The procedure is equally simple:
- Each trainee is given one statement and scale (one strip).
- Everyone reads their own statement slip first, reflects on it, then marks the scale with an X according to whether and how much they agree or not. Strong agreement, for instance, will look like this: Agree <-x——Disagree
- Participants now share what is on their slip and their feelings about it, in an attempt to find someone who is of the same opinion to the same extent.
- Once all of them have spoken to several others, give your talk. Try to pay particular attention to your listeners’ reactions: they will tend to respond especially well to the part of the talk that deals with “their” perception of the issue. They may also show interest in your position towards the topic under discussion.
- The last stage, when the lecture is over, sees the trainer encouraging the group to pool the key points they have been able to identify throughout. As an alternative, the talk may finish a little earlier then expected, leaving trainees to the open-ended discussion thus created. The chance is that individuals will readily, and strongly, recall the central aspects of the lecture referred to on their own sheets of statements and scales.
This activity of sharing information is particularly useful when content is likely to go against established opinions, the initial stages of reading, thinking, and exchanging ideas
making participants aware of their own knowledge or opinions on the theme while keeping their attention focused on the task in which they are engaged.
Knowing they have already got the key-points through discussions between them, trainees can finally relax and enjoy the lecture – a well-deserved reward and also the best part of this training encounter, as nothing compares to the excitement given by the sense of achievement.
c) The Mind-Map Lecture
There are mainly five procedural steps in this information-sharing activity:
- The title of the talk is stated and written in the center of the chalkboard.

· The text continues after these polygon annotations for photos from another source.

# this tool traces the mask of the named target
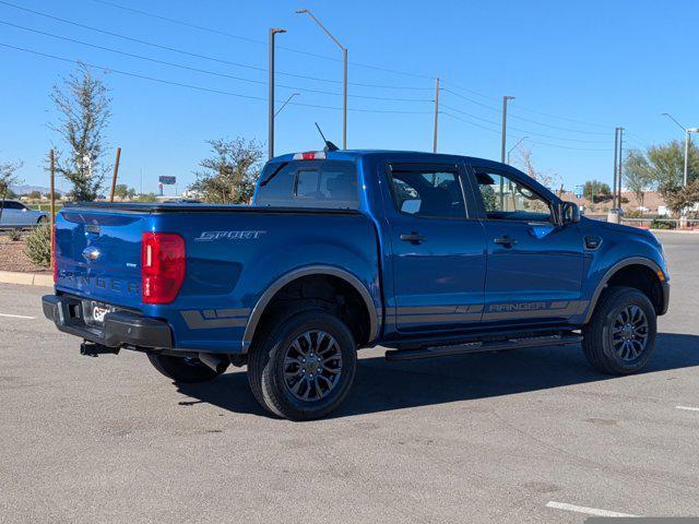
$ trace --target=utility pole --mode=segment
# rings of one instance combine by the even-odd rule
[[[439,128],[439,76],[435,82],[435,138],[433,140],[433,153],[437,153],[437,130]]]
[[[619,128],[619,210],[621,209],[621,171],[624,170],[624,128]]]
[[[342,78],[342,148],[347,148],[347,48],[340,44],[340,40],[330,33],[325,26],[318,20],[313,13],[308,9],[299,9],[296,11],[297,14],[308,14],[313,22],[318,24],[318,26],[323,29],[323,32],[330,37],[332,41],[342,50],[342,68],[343,68],[343,78]]]
[[[614,128],[614,183],[612,184],[612,209],[616,210],[616,168],[619,152],[619,128]],[[594,196],[593,196],[594,203]]]
[[[269,66],[269,102],[268,102],[268,151],[269,157],[274,157],[274,35],[277,33],[286,33],[281,27],[272,27],[270,29],[270,66]]]
[[[529,139],[529,135],[528,136],[522,136],[520,140],[517,141],[517,143],[512,147],[510,147],[508,150],[508,152],[507,152],[507,165],[508,166],[510,165],[510,153],[512,153],[517,148],[517,146],[520,145],[522,142],[524,142],[526,139]]]
[[[56,162],[54,157],[54,150],[48,153],[49,159],[49,202],[50,202],[50,214],[49,214],[49,227],[51,231],[51,267],[56,267]]]
[[[500,144],[500,162],[502,164],[505,164],[505,148],[507,144],[507,103],[513,99],[513,96],[502,97],[502,142]]]
[[[114,202],[114,192],[117,189],[117,177],[119,176],[120,158],[121,158],[121,147],[117,147],[117,159],[114,163],[114,172],[111,174],[111,191],[109,192],[109,202]]]

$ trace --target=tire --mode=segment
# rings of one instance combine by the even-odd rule
[[[221,374],[192,357],[173,357],[151,353],[149,360],[155,369],[175,382],[209,382]]]
[[[357,350],[352,332],[322,310],[272,325],[248,356],[248,382],[256,400],[291,420],[312,420],[334,410],[354,382]]]
[[[656,333],[655,308],[649,298],[632,287],[611,287],[582,329],[582,350],[597,371],[631,374],[648,364]]]

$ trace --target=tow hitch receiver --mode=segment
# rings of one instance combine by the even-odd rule
[[[97,357],[99,355],[119,355],[118,347],[103,346],[94,342],[83,341],[80,345],[80,354],[85,357]]]

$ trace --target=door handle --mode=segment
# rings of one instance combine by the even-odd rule
[[[410,235],[405,235],[405,234],[401,235],[401,240],[403,240],[404,242],[420,243],[427,240],[427,238],[423,237],[417,231],[411,231]]]
[[[514,246],[517,243],[517,239],[516,238],[508,237],[507,235],[503,236],[503,237],[498,237],[493,241],[495,243],[503,246],[506,248],[511,248],[512,246]]]

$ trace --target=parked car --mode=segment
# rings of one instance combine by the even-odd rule
[[[141,350],[176,382],[247,365],[258,402],[294,420],[335,409],[377,345],[411,360],[582,343],[601,372],[633,373],[670,300],[651,233],[451,155],[284,155],[253,205],[74,204],[56,247],[44,313],[83,354]]]
[[[48,222],[48,213],[35,211],[19,200],[5,200],[0,227],[28,227]]]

- The chief areas to be covered are specified. While explaining them, the trainer is drawing main branches out from the central title on the board, giving each one a label to show the main area it represents. The labels are written in CAPITALS along the branches.
- As the lecture progresses, more branches, and even sub-branches, are added in order to map further ideas and information onto the board. The result is continuous talk and visual support. Any statistics or heavy detail are to be recorded separately, in note form, on another board.
- Any extra points that arise via questions or comments are instantly recorded in the mind map.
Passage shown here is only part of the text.